Cast your mind back to when you were seen as a social inadequate for not joining a conversation about the Premier League; when pariah status was attached to the lunch guest who was indifferent to Jose Mourinho's charisma, Arsene Wenger's intellect, or the merits of playing two holding midfielders rather than just one.
Back then, the Premier League obsession was such that Paul Whitehouse created a comic riff from the arriviste football fan who asked in the pub how Dennis Bergkamp could possibly play for both Arsenal and Holland. With its ruminations about Thierry Henry and its newly gentrified tribalism, the Premier League felt, for a while, like the only thing anyone ever talked about.
The stars were fresh, the stadiums were refashioned, the television coverage was revolutionised and the Premier League became the place where the nation met to unleash its passions.
Domestic cultural conquest was only the start. The marketing departments of England's top division set out like Victorian imperialists to repaint the world's map red, creating allegiances in far-off places that the locals never knew they had until David Beckham rolled into town.

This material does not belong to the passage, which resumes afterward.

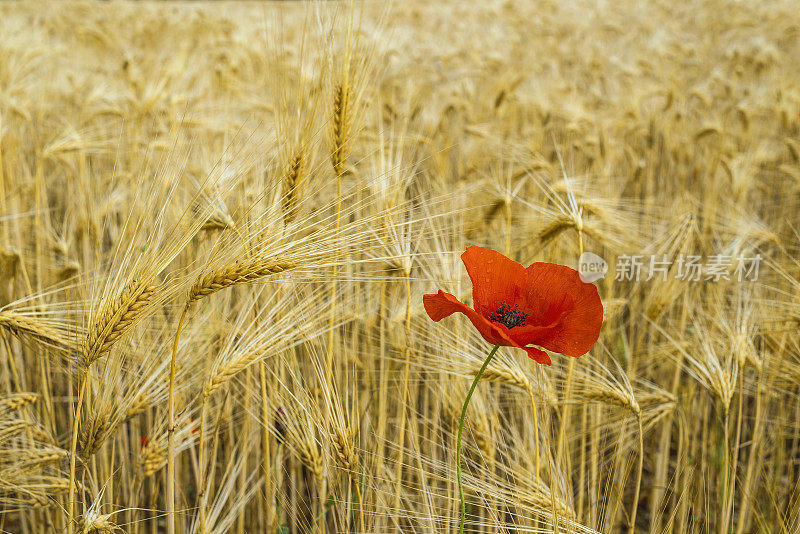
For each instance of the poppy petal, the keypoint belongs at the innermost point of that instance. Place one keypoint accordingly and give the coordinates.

Exploiting Rupert Murdoch's need to force customers to sign up to Sky, the Premier League defied the laws of economics. It was always boom and never bust.
Now cut to the news that TV audiences for Premier League matches on Sky fell by 19 per cent at the start of this campaign and that BT's Champions League viewership dropped 40 per cent one Tuesday night.
The first point is that stomping on the Premier League for greed is probably not going to take us much closer to an understanding of why viewing figures are heading south - here and in the NFL in America. There is alienation, sure, from the corporatised culture, with its joke transfer fees (pounds 89?million for Paul Pogba), agitating agents and hired-gun players. But let's not shoot it all down. There is still a lot to be said for a league in which Manchester City, Arsenal, Liverpool, Chelsea and Spurs are separated by a point after nine matches.
Turning away from football is no longer a sign of weirdness, that much is true. For many, it is a badge of honour now not to pay three times over to watch a sport where people can earn pounds 100,000 a week for doing, well, not very much. A TV Licence, a Sky Sports subscription and a BT Sport fee amounts to a triple charge for watching a club engaged at Champions League level.
Yes, the latest figures may be distorted by illegal streaming, the Rio Olympics and changes in entertainment fashions (it is noticeable how many people say these days they have no wish to sit through 90 minutes of Hull v West Bromwich Albion). But allow me to go all zeitgeist for a minute to posit the theory that our distraction culture is responsible for people deciding they can follow football without actually watching the games.
Anyone who watches Charlie Brooker's Black Mirror on TV - well, via Netflix streaming, now - is already braced for the time when virtually all human actions are performed via smartphone: the hyper-addictive screen in the palm of your hand on which you can already watch live sport but also supposedly "be part of" the story, via Twitter, gifs and countless other social media playgrounds.
A crude but accurate summary is that we are hurtling to a point where people are too busy communicating with one another to concentrate on anything there is no obligation to concentrate on.
And that requirement to focus on a 90-minute event has been removed by new forms of digital technology. Speaking to people now, you are struck by how many have not seen the game but know the 'important' details. They have seen the goal in highlight clips, watched Player A poke Player B in the eye in a gif and followed the Twitter storm about the ref missing an offside.
In a confession box, many would admit to keeping one eye on the game while fiddling with a hand-held device. Parents speak of children looking up from Snapchat when they hear a noise (a goal, perhaps). This distraction culture goes deeper than football. But since football is such a powerful force, it was inevitable that TV viewing figures would reflect consumption habits - if only in the field of illegal streaming.
The television revolution put Premier League football on its pedestal and the communications revolution threatens its capacity to hold our gaze. On top of that we could start all sorts of conversations about the shortage of star quality here, the dullness of many games, and the Premier League's cardinal sin of over-supply. Spreading kick-off times over the whole weekend and invading Friday nights undermines dramatic tension. Football becomes a thing that will just not leave you alone.
The massively empowered social media spectator can escape the 90-minute commitment, and consume the game in fragments, on demand, any time, anywhere. So the same TV industry that preaches consumer 'choice' may end up paying a high price for giving people the tools not to watch the games for which the broadcasters paid such astronomical fees: more than pounds 10?million per Premier League match, in Sky's case.
If modern football ran off with our money, it might now have to double-back and persuade us to sit still and pay attention.